Within the triple-negative breast cancer sample, deep sequencing uncovered 374 clonal mutations, 154 subclonal mutations, and three subpopulations. Approximately a quarter of these mutations (23.44%) damaged protein function.
“This intrapatient heterogeneity appears to be profound,” Sledge said. “Perhaps the most frightening conclusion of this paper was that no two cancer cells within the same cancer have the same genome.”
Adding to the difficulty associated with heterogeneity, discordance exists at every level, including within the primary tumor, between the primary and the metastatic lesion, and even between each metastasis. The sheer number of somatic mutations within a specific tumor defines part of this heterogeneity.

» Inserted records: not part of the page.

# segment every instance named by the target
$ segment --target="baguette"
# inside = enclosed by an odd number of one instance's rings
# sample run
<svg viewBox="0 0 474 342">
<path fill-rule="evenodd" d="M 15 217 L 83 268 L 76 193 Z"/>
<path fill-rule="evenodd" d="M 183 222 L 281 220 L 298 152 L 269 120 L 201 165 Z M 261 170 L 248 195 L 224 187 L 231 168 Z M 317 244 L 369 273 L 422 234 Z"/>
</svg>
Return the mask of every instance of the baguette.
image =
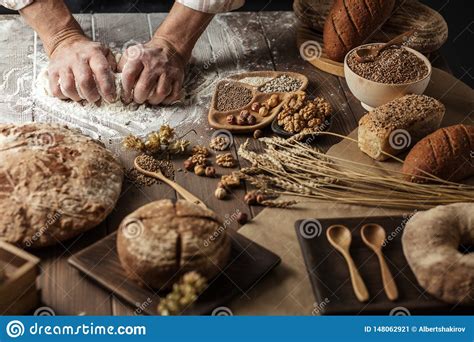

“No matter where you look, whether its estrogen receptor, progesterone receptor, or HER2, there’s discordance seen between primary tumors and metastasis,” Sledge said. “When one is looking at a patient with newly diagnosed metastatic disease, that disease might be functionally and biologically different than the primary tumor.”
Some of the differences seen between the primary tumor and the metastatic lesion are caused by treatment, Sledge explained. In patients with ER-positive disease who receive adjuvant endocrine therapy, mutations in the estrogen receptor that render hormonal therapy ineffective are commonly seen in the metastatic lesion.
“This occurs across a number of studies, approximately 10% to 20% of the time,” Sledge said. “These estrogen receptor mutations are very, very rare in the primary tumor but are reasonably common in the metastasis.”
While a biopsy of multiple metastatic sites is generally hard to obtain in clinical practice, rapid autopsy studies have successfully examined each metastatic lesion within a single patient. Overall, findings showed discordance from one metastatic site to the next. In some situations, one lesion could be deemed HER2-positive while the next was negative.